The United States, Australia, India, the Philippines, China, South Korea and Malaysia are among many countries planning to cut their tax rates. Indonesia also seems to be tempted to reduce its corporate income tax rate to the same level as its peers in the Association of Southeast Asian Nations (Asean).
Every sovereign country has the right to manage its tax system. However, considering the importance of economic and investment cooperation – both bilaterally and multilaterally – it is necessary to implement a fair tax system. A tax treaty is would be an example of bilateral cooperation on taxation.
A tax-cut policy may have a short-term positive impact by boosting purchasing power, investment and the economy, but in the long run, a drastic cut without optimization of new revenue sources may become a time bomb that can ruin an economy at any time.
In the case of the United States, the Trump administration should be aware of the potential consequences of a massive tax cut, for this policy will reduce state revenue by up to $1.5 trillion over the next decade. On the other hand, there is a significant need for income to fund social security and health care for millions of citizens.
Approximately 45 million Americans received social security benefits, including pensions, in 2017, with the number expected to rise to 60 million by 2027. As a consequence, it is predicted that the US federal budget deficit will triple within 10 years from this year's $487 billion.
If the risk is not anticipated and managed properly, massive debt may drag the US economy into a new and even deeper financial crisis.
Due to globalization, a crisis in the US economy translates into a global economic crisis. If many countries decided to implement similar tax policies, the risk would be even greater.
It is important for Group of 20 countries to make the necessary efforts to stop global – and harmful – tax competition. However, even an agreement or commitment to stop such tax battles would not overrule national sovereignty. So in case of any transgressions, the only sanction would be isolation from the global community, which can be reversed at any time in consideration of economic interests.
Another risk the United States must consider is the potential impact of the change in its taxation system from global to territorial. Despite encouraging investment through tax cuts, it may also go the other way by encouraging local investors to invest abroad instead, as the territorial income system will only impose tax on income derived from within the country, while income derived from abroad be tax-free.
Don't Just Follow
Every policy always comes with pros and cons. In light of these tax battles, Indonesia, as a sovereign state, has the right to either copy, follow, or implement what the United States has done. The Indonesian government is currently in the process of amending its tax laws. The opportunity for tax reform has now risen – including the possibility to lower the tax rate – through the revision of tax law packages that have been included in the 2018 National Legislation Program.
However, we should not just follow Uncle Sam's tax policies. Taxpayer aspirations should also be taken seriously. Is it solely a high tax rate that makes them incompliant? Or perhaps it is purely the complexity of the tax system, or multi-interpretative tax laws most taxpayers find hard to digest.
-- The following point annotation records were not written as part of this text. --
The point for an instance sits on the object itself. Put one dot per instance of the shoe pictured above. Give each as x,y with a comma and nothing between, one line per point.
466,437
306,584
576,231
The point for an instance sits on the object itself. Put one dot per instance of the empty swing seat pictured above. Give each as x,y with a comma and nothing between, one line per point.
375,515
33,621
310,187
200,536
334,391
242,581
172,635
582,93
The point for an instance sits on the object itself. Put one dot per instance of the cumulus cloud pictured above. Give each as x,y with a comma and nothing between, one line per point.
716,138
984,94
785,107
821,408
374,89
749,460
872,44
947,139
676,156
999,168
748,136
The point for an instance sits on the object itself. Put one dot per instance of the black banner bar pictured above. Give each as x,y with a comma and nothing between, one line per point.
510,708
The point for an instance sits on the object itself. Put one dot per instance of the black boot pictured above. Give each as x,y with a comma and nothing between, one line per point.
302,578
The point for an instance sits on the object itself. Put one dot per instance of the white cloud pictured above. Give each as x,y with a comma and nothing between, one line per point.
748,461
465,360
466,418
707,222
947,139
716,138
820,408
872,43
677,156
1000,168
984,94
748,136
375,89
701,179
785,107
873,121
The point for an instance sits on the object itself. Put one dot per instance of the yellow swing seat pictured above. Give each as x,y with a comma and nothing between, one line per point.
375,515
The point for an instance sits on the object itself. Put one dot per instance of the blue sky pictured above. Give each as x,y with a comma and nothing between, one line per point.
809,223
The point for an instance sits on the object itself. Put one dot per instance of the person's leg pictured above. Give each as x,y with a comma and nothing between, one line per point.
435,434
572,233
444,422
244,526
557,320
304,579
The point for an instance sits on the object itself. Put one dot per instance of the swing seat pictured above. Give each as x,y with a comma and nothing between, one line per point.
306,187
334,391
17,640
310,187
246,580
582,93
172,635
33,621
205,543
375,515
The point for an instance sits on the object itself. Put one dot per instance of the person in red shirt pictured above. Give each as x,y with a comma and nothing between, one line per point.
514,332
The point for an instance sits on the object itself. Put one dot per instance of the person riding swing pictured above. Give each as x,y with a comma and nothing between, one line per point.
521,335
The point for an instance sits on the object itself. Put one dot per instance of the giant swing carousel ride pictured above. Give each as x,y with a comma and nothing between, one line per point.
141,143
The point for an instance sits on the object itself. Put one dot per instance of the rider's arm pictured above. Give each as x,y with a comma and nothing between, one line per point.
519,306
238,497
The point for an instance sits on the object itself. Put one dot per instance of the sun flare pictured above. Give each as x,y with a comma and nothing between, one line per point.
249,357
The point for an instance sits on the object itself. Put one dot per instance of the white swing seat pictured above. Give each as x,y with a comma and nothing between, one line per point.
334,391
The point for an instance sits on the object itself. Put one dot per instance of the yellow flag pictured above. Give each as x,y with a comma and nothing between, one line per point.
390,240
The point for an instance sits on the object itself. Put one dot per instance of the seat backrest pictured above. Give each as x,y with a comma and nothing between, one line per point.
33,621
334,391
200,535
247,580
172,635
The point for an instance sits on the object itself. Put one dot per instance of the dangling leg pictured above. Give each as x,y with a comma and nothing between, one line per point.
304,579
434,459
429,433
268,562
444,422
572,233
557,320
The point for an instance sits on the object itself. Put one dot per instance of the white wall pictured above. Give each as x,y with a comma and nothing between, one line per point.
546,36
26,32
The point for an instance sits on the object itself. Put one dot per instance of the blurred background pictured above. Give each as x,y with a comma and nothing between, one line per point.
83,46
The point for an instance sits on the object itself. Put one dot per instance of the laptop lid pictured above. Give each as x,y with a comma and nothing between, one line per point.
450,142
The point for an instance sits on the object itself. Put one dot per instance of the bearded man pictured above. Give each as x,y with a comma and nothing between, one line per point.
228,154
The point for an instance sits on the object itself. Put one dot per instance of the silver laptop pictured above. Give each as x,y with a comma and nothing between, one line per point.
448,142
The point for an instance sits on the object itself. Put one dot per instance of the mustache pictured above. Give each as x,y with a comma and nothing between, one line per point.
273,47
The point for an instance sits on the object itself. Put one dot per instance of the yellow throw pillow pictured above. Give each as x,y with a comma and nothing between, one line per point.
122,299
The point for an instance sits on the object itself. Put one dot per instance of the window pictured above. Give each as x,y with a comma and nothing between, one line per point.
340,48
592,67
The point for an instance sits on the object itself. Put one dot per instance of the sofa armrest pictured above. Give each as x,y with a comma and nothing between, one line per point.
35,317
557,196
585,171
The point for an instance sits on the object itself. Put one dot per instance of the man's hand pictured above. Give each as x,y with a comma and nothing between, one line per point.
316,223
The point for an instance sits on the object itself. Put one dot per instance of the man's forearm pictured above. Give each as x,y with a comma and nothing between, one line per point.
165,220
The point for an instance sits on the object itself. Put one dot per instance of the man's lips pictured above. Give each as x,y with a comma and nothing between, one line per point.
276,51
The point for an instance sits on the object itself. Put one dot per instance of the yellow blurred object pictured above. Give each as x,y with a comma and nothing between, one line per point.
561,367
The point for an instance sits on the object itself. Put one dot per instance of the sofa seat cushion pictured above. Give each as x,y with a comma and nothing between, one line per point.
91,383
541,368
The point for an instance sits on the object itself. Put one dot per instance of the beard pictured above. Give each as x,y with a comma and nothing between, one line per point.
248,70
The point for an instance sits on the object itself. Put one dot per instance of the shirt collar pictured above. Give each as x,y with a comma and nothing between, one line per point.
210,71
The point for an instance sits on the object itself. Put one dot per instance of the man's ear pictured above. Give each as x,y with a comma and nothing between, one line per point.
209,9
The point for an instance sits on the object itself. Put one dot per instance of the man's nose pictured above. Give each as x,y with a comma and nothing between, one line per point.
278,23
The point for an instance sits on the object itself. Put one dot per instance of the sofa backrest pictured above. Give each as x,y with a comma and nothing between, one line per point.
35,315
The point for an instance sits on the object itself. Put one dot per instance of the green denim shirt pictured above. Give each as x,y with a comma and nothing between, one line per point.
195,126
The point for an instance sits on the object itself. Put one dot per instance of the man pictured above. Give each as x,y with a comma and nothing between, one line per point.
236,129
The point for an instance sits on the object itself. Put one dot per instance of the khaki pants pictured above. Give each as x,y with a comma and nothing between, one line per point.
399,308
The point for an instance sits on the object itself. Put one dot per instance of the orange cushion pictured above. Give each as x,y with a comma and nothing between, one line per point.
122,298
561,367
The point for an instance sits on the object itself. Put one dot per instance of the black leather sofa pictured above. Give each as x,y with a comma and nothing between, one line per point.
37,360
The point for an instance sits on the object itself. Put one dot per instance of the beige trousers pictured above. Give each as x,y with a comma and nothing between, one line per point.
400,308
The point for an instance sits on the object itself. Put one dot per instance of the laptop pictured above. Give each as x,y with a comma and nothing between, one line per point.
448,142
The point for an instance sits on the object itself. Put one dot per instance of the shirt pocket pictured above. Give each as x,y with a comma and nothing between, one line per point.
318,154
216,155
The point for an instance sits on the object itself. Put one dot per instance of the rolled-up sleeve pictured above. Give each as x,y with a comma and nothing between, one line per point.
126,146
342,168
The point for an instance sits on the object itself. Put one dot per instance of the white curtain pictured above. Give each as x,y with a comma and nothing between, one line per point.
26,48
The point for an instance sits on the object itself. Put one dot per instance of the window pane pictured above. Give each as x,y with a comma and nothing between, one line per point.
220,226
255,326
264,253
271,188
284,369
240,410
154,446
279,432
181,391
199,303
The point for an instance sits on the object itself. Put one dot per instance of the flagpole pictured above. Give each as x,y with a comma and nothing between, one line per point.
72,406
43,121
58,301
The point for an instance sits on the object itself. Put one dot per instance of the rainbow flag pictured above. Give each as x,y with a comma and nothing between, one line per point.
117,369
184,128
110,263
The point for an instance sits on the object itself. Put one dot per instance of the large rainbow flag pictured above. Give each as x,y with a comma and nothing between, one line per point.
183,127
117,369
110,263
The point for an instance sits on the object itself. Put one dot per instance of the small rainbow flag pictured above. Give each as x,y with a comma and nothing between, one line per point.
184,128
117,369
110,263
Speaking of the latter, even when the tax rate is set at the lowest, we cannot expect to improve society's understanding and awareness of the need to pay tax if tax administration and services are not simplified.
It reminds me of something a big entrepreneur once said: "It is not about the tax rate. What matters most, are business certainty, procedural clarity and the absence of multi-interpretative regulations."
Wahyu Nuryanto is executive director of the MUC Tax Research Institute, a nonprofit member-supported organization dedicated to studying, informing and educating the public and stakeholders on taxation issues in Indonesia, and advising policy makers.